High-FODMAP options include garlic/onion marinades and sauces, vegetarian minced meat. Low-FODMAP options include barbecue sauce, mayonnaise, soy sauce, chutney, cranberry juice.
The Complete FODMAP Food List
This sample food list highlights some key examples of foods high and low in FODMAP. It is essential to consult a dietitian before starting such a diet (I know, I sound like a broken record).
For the world's most comprehensive FODMAP food information database, check out Monash University's FODMAP diet app.
→ Subscribe and download your free printable FODMAP food chart here and so much more!
The low-FODMAP diet in short
Simply put, FODMAPs are a collection of short-chain carbohydrates (sugars) that are not absorbed properly in the gut. These can trigger symptoms in people with irritable bowel syndrome (IBS).
These components are found naturally in many foods and food additives. Each person has their own "tolerance threshold": the higher the FODMAP load, the more likely the presence of symptoms.
The elimination of FODMAPs makes it possible to limit foods that are highly fermentable in carbohydrates. The low-FODMAP diet, developed by researchers at Monash University, limits foods shown to worsen the gut.
It is best to follow the Monash University diet under the supervision of a qualified dietitian or healthcare professional with experience in this specialized area. The diet begins with a high restriction period of two to six weeks, then moves on to a more relaxed diet where certain foods are gradually reintroduced.
Successfully Eat a Low-FODMAP Diet Fuss-Free
At first glance, a diet low in FODMAP can seem restricting. And I won't lie to you that you'll have to relearn how to cook.
But that doesn't mean you're doomed to eat bland food. Eating low in FODMAP can be pleasant. Yes, it's possible!
Thanks to the information provided in this article, you are now armed with knowledge. You know what to do, to the very least, to relieve your symptoms. You know who to contact. And you have access to a good list of foods that are high, medium, and low in FODMAPs to help you eat the right foods. (The database in Monash University's FODMAP diet app is still the most comprehensive, up-to-date, and most reliable.)
All that's left for you to do is take action.

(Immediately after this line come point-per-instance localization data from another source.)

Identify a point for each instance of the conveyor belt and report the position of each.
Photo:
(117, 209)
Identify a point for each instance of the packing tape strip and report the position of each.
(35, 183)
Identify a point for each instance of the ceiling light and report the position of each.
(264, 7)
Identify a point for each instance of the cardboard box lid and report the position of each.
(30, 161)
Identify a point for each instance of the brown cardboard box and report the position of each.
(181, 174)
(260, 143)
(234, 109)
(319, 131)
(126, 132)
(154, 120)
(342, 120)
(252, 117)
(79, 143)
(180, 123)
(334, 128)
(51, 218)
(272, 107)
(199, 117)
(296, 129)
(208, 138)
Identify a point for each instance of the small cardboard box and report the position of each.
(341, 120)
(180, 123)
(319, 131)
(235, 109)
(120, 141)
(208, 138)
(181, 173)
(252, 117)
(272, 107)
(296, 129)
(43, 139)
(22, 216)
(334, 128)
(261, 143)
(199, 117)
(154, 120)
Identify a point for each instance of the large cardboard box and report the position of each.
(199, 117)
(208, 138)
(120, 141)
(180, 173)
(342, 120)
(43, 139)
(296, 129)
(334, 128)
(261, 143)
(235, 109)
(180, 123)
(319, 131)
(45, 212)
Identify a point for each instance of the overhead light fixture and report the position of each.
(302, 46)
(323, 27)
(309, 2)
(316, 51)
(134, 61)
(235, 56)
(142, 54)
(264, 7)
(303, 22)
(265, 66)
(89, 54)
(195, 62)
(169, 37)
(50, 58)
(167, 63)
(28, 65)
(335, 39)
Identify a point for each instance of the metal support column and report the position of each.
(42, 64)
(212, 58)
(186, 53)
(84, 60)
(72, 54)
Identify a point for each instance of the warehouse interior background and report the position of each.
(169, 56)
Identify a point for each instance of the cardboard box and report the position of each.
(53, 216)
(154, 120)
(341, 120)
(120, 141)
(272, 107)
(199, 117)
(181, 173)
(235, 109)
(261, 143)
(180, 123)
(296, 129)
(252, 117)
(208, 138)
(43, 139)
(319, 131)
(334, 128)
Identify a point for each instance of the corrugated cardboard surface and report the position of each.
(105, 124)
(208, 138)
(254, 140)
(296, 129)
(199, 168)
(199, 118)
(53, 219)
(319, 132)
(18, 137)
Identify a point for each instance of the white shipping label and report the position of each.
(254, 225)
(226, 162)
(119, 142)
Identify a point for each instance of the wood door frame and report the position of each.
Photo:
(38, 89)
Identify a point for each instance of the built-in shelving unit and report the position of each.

Are you ready to put an end to all this intestinal fuss? Ready to adopt a new diet for a while and get relief from these very bothersome symptoms? Ready to cook and enjoy your first and numerous low-FODMAP dishes?
To support you in your efforts, I'll share my best recipes to show you that, even with dietary restrictions, the foodie in you has no reason to shut down.
So let's make this journey together.